Po głowie mi chodzi bomberka z dzianiny. Coś kolorowego. A może nawet i jakaś męska. 
Moja była szyta z rozmiarówki 40 cm bez dodatku na szwy, więc to chyba jednak 38.


6 komentarzy:

  1. Znowu tak wychodzi że patrzę na Twoje uszytki i zastanawiam się czemu ja się jeszcze nie zebrałam :-) bo bomberka za mną chodzi od roku pewnie, a szczególnie w tej wersji aksamitnej, odkąd się pokazała ta gazetka. Tylko nie trafiłam jeszcze dobrego materiału, zawsze co innego mi wpada w ręce. No i pewnie skończy się tak, że sobie nie uszyję. A myślę że to jedno z najfajniejszych okryć na sporą część roku. Bardzo fajna ta kurteczka Ci wyszła, pewnie że masz z czego być dumna :-) Patrzę i zazdraszczam :-)

    OdpowiedzUsuń
    Odpowiedzi
    1. Dziękuję.
      Cięgle się śmieję z tego, że uzupełniamy się myślami i wykonaniem. :)))
      Bomberka, ha... dla mnie to zaskoczenie. Muszę mieć jeszcze jakąś cieńszą, dzianinową. Tak, to kurtką na różne okazje, różna w zależności od tkaniny. Może i męską, dla ojca uszyję. Oby tylko znaleźć model i trafić dobrze z rozmiarówką.

      Pozdrawiam !

      Usuń
  2. A ja tylko powiem :Wooooooooooowwwwwww !

    Anka

    OdpowiedzUsuń
  3. Pewnie, że zobaczyłam od razu i wszystko dokładnie przeczytałam tylko na tablecie, a tam pisać nie lubię.
    Nawet nie mam już zamiaru pisać jak mnie wpędzasz w rozpacz, że ja tak nie potrafię, po prostu patrzę i podziwiam bo tylko ten kto szyje wie ile to pracy :))
    W tym tygodniu było wyjątkowo chłodno więc mam nadzieję, że paradowałaś po okolicy w nowej kurteczce wzbudzając ogólną zazdrość :D
    Uściski

    OdpowiedzUsuń
    Odpowiedzi
    1. To ja tak mam, jak patrzę w pracy pokątnie, albo z komórki. :) A później mi głupio, że podziwiałam i nic nie wpisałam.
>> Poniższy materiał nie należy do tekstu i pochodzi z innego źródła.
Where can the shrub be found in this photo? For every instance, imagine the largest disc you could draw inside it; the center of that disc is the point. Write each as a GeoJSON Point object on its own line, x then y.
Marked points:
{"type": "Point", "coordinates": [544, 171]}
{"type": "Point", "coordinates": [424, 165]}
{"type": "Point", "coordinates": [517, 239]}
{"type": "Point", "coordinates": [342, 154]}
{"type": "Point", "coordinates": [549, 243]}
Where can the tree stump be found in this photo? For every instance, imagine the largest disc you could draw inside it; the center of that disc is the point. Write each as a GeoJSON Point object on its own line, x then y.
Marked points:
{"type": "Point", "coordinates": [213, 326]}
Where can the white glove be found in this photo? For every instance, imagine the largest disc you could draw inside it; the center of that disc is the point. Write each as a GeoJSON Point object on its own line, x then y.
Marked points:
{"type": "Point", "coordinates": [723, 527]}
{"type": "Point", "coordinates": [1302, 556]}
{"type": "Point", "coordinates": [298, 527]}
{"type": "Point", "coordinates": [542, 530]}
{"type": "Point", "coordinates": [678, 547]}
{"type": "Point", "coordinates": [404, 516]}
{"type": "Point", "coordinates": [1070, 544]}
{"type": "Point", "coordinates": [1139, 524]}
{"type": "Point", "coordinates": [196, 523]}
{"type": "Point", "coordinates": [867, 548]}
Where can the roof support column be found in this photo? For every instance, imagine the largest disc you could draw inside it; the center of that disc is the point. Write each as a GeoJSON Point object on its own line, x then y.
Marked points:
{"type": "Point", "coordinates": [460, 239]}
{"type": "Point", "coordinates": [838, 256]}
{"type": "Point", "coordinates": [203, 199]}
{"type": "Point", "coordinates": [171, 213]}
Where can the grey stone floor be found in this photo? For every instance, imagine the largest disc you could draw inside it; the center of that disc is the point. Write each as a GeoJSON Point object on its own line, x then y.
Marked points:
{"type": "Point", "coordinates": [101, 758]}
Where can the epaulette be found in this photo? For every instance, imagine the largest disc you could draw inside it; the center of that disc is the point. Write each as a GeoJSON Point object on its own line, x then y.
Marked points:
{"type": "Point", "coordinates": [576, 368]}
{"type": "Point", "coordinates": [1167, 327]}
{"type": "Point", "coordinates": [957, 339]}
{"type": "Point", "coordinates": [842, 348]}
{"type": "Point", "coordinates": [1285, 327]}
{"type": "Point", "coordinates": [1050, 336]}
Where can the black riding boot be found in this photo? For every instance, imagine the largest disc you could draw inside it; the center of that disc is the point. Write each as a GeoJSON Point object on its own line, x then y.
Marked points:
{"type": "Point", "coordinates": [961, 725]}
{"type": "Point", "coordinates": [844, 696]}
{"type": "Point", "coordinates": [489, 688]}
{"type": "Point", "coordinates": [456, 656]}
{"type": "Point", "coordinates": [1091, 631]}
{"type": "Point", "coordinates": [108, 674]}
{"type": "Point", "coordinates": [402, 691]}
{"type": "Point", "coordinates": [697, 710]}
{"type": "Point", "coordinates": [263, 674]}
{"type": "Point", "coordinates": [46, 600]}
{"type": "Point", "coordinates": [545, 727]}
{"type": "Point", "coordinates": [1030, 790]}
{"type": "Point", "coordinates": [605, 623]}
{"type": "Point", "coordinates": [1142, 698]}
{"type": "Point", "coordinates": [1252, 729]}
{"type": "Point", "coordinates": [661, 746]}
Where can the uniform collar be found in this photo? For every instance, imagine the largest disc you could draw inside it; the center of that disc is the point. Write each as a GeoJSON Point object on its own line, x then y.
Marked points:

Patrząc po statystykach, chyba sporo osób przegląda posty, ale śladu nie zostawia.
      Miło mi czytać pochwały, zwłaszcza od kogoś, kto jest perfekcjonistą w tym, co sam robi.
      Kurteczka niestety została na wieszaku. U nas wcale nie było tak chłodno. Owszem, rano i 12-15 C, jednak w południe już konkretnie ponad 20 C. Może to i dobrze, chociaż ja nie znoszę gwałtownych skoków temperatur, jak bywają wiosna, że praktycznie jest przedwiośnie, i zaraz lato.

      Pozdrawiam !

      Usuń

Related Posts Plugin for WordPress, Blogger...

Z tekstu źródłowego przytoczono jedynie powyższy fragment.